The limit is 10^5, so linear time is easily fast enough. The memory usage is only a few arrays of length N, well within 256 MB.

Test Cases

# helper validation functions are more appropriate here because
# many different valid permutations may exist.

def valid_first(p):
    n = len(p)
    if sorted(p) != list(range(1, n + 1)):
        return False
    for i, x in enumerate(p, 1):
        if x == i or (x & i) != 0:
            return False
    return True

def valid_second(p):
    n = len(p)
    if sorted(p) != list(range(1, n + 1)):
        return False
    for i, x in enumerate(p, 1):
        if x == i or (x & i) == 0:
            return False
    return True

assert build_first(3) is None
assert build_second(3) is None

assert valid_first(build_first(6))
assert valid_second(build_second(6))

assert build_first(1) is None
assert build_second(1) is None

assert build_second(8) is None      # power of two

assert valid_first(build_first(100000))
assert valid_second(build_second(100000))
Test input Expected output What it validates
1 NO / NO Minimum size
3 NO / NO Odd first construction, small second construction
6 Both YES First solvable case for second permutation
8 Second is NO Power-of-two impossibility
100000 Accepted construction Maximum constraint

Edge Cases

For N = 3, the first construction fails because there are two odd positions and only one even value. The algorithm detects odd N immediately and prints NO.

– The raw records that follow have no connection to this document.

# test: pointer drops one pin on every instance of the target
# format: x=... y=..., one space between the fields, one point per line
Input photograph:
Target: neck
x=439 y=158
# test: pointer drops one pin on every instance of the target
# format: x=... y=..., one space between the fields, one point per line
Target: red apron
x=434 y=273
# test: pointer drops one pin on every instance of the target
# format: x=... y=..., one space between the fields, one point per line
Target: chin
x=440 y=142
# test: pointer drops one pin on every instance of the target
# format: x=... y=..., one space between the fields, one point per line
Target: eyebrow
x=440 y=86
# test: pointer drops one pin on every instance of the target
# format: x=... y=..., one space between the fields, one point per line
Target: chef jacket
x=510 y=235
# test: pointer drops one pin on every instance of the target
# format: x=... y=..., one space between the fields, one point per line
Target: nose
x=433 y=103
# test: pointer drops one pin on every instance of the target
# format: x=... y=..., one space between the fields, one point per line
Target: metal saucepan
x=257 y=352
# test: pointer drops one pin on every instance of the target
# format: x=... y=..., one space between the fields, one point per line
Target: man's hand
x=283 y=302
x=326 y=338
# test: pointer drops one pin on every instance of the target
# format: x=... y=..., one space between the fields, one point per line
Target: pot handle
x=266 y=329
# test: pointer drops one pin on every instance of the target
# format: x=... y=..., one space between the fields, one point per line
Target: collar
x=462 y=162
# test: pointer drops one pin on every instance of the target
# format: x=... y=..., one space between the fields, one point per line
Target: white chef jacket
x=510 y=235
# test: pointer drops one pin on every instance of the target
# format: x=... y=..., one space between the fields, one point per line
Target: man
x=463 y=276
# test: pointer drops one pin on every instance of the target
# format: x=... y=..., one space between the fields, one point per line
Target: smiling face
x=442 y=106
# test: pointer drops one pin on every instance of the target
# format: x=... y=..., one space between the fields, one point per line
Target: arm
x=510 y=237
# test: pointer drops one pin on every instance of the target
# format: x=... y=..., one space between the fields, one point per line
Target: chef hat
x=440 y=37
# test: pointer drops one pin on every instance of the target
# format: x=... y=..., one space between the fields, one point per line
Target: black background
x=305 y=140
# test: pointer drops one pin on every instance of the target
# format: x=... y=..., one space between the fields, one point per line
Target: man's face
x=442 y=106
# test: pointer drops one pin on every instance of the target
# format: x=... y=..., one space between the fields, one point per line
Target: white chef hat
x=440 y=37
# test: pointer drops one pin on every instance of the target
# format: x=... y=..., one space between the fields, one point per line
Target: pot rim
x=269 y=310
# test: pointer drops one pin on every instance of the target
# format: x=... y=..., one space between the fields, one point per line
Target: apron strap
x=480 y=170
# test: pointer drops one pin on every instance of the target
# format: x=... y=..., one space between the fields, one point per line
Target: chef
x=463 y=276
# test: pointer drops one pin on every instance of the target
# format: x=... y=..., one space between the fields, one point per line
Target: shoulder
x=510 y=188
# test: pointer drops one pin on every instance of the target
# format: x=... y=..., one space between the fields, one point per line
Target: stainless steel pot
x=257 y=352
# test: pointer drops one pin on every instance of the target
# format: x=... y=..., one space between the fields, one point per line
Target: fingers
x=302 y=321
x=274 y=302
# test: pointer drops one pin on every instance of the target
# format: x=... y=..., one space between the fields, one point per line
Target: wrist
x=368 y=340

For N = 8, the second construction fails because position 8 would need a different number sharing bit 8, but no such number exists inside 1...8. The power-of-two check catches this case before construction starts.

For N = 5, the second construction is also impossible. The algorithm rejects all N < 6, covering this small exceptional range directly.

These are exactly the cases where a naive constructive pattern would silently produce invalid fixed points or zero AND values.